The effect of enzymatic digestion of tonsillar tissue on the yield and pattern recognition receptors expression level on human dendritic cell subsets

2018 
The development of vaccines against tumours are gaining increased attraction and one strategy to increase the efficiency of these vaccines is to target the antigen or drug to cell surface receptors on dendritic cells (DC), such as the C-type lectin receptors (CLR). To this end, knowledge of the expression levels of CLR on DC subsets is important and it has been studied in different tissues and blood, most commonly using flow cytometry. However, these receptors are prone to be affected by the digestion enzymes used to obtain single cell suspension from primary tissue. In this study, we investigated the DC yield as well as the expression of several CLRs on DCs after treatment with two commonly used digestion protocols; a protocol commonly used within the field of DC research (Standard Enzyme protocol) as well as a commercially available kit, compared to a control where no enzymes were applied.
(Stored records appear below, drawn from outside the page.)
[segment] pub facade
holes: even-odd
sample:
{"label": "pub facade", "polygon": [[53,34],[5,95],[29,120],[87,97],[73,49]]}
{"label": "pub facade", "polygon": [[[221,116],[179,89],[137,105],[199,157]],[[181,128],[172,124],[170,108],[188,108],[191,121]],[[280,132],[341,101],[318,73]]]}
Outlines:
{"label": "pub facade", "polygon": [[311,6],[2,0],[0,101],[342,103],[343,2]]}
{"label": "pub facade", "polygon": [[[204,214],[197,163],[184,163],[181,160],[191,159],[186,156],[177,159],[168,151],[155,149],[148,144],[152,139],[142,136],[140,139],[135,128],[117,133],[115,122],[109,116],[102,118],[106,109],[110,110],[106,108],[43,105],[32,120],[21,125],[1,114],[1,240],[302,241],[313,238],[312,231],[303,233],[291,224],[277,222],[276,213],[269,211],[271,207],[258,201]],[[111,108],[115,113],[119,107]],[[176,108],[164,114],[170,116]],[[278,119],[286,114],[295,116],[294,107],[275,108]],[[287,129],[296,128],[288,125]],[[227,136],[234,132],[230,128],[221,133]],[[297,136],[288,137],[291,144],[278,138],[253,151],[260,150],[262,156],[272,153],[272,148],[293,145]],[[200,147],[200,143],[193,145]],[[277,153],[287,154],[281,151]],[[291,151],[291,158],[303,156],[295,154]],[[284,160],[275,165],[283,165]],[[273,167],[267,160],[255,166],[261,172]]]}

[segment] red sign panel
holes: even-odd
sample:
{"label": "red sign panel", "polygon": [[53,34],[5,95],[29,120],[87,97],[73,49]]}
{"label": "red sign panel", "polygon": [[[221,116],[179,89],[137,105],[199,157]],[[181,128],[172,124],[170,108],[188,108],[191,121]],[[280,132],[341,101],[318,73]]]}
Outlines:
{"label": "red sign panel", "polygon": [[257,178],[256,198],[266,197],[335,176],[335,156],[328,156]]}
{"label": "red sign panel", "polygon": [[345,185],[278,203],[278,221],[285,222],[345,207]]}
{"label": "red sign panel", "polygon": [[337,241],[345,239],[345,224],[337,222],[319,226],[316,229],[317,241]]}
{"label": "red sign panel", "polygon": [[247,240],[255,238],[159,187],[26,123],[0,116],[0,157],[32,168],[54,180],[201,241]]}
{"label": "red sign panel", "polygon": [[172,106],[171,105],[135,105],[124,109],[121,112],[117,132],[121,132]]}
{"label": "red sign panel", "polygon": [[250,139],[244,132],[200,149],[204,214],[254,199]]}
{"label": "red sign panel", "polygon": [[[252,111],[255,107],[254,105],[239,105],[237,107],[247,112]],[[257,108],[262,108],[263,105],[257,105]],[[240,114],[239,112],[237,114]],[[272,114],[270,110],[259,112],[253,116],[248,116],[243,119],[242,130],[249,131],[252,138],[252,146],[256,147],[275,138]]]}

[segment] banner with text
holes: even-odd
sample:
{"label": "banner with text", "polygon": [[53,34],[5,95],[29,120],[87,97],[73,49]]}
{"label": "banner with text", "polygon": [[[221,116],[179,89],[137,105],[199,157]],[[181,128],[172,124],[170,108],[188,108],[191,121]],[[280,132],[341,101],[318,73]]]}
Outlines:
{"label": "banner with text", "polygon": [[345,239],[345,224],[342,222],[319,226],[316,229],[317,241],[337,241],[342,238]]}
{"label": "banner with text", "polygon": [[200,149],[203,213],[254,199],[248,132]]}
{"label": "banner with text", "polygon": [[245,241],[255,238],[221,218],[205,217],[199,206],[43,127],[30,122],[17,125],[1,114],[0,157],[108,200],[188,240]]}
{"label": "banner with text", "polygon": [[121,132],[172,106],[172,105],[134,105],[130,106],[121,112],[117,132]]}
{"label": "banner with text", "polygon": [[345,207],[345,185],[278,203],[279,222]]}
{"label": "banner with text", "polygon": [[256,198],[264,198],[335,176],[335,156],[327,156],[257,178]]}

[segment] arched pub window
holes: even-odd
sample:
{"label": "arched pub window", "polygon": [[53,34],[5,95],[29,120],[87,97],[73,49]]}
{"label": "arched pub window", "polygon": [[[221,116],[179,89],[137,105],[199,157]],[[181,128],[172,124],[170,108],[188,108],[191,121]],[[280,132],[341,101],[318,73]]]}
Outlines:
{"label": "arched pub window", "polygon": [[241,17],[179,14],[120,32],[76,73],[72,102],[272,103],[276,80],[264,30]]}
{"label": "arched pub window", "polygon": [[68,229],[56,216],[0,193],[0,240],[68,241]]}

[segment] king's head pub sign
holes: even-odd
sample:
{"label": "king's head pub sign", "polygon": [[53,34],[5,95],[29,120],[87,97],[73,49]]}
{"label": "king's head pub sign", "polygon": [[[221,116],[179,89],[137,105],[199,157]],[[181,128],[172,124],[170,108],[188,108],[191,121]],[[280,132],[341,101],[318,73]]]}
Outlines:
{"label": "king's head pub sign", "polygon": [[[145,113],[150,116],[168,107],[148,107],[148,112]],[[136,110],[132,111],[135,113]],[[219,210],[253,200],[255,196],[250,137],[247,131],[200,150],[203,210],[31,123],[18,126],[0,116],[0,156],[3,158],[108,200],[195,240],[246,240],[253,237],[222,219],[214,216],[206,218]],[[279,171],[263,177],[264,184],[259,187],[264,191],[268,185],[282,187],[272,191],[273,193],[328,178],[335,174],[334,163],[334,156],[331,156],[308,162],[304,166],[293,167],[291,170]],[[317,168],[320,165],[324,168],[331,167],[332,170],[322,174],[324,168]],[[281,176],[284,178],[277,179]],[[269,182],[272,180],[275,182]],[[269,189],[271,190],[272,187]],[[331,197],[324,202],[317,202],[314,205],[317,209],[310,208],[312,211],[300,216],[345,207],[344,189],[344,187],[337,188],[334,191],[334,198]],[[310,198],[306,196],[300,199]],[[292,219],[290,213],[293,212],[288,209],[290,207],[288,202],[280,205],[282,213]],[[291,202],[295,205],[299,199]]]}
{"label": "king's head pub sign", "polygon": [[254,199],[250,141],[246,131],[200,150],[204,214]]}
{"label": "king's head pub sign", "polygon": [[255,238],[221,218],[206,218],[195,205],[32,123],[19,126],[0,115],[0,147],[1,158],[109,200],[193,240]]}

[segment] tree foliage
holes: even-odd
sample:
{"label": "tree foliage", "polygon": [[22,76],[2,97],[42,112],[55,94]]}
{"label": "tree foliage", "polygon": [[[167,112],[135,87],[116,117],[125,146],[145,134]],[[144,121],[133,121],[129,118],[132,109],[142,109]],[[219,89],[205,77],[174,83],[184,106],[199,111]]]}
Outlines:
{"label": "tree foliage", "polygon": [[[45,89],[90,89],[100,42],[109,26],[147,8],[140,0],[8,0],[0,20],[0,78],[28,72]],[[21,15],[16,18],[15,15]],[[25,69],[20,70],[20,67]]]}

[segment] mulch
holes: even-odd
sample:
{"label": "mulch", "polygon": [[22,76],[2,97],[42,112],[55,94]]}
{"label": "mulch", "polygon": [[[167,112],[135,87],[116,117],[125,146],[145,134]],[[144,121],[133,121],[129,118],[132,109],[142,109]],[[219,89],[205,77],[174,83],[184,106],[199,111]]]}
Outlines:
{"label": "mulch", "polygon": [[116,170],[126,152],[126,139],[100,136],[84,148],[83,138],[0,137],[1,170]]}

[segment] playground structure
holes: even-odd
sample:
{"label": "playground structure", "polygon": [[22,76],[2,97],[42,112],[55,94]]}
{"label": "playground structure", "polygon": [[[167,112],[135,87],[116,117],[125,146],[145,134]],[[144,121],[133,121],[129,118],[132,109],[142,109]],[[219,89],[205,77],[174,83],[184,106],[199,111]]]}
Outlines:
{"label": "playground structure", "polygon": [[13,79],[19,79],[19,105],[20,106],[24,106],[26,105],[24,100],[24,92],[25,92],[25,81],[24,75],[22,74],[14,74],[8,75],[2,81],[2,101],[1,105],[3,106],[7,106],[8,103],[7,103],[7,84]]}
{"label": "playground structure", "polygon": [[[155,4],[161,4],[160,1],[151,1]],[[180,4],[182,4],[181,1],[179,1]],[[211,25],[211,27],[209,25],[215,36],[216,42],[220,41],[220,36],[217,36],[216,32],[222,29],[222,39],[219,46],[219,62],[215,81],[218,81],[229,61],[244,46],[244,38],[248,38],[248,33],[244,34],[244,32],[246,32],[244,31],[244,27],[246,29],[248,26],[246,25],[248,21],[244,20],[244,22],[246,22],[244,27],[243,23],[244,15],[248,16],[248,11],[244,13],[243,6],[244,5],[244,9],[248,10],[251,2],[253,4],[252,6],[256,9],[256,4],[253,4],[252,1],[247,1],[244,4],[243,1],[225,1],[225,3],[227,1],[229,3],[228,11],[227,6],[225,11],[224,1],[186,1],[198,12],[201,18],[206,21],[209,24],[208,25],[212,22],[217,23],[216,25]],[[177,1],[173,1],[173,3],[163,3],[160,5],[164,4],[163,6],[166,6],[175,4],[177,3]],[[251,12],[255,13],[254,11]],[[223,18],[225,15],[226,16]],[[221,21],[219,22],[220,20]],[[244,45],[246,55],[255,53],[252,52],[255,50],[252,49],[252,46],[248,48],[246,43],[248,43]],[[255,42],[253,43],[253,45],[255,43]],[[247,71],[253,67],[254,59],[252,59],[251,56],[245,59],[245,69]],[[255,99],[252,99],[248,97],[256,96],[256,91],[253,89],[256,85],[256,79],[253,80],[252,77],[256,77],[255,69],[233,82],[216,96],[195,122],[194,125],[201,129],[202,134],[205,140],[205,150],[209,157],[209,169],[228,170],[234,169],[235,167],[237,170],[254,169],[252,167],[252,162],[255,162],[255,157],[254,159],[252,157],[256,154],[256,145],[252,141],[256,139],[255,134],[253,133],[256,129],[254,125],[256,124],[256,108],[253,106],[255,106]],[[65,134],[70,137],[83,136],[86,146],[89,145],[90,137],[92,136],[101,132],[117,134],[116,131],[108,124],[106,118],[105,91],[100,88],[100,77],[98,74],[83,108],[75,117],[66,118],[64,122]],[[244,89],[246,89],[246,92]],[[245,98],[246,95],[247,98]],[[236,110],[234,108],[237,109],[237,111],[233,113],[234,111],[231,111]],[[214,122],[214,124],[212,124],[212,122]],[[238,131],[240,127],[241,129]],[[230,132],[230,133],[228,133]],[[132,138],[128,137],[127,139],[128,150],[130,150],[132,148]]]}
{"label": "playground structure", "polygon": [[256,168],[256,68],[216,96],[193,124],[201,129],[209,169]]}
Single cell suspension of tonsillar tissue, as well as peripheral blood mononuclear cells (PBMCs), was stained with antibody (Ab) panels and cell surface expression levels of various CLRs was analyzed using flow cytometry. The results demonstrated reduced expression of CLR surface receptors CLEC9a, DEC205, CLECSF14 and Dectin 1 using the Standard Enzyme protocol but not when using the commercial kit. The yield was not affected for CD141+ and CD1c+ DC between the different protocols but a decrease was seen for CD123+ DCs when using the Standard Enzyme protocol in comparison to the Control protocol. This study stresses the importance of selecting the appropriate protocol for the downstream analysis and suggests that previous studies on these CLR should be interpreted in relation to the enzymatic degradation applied.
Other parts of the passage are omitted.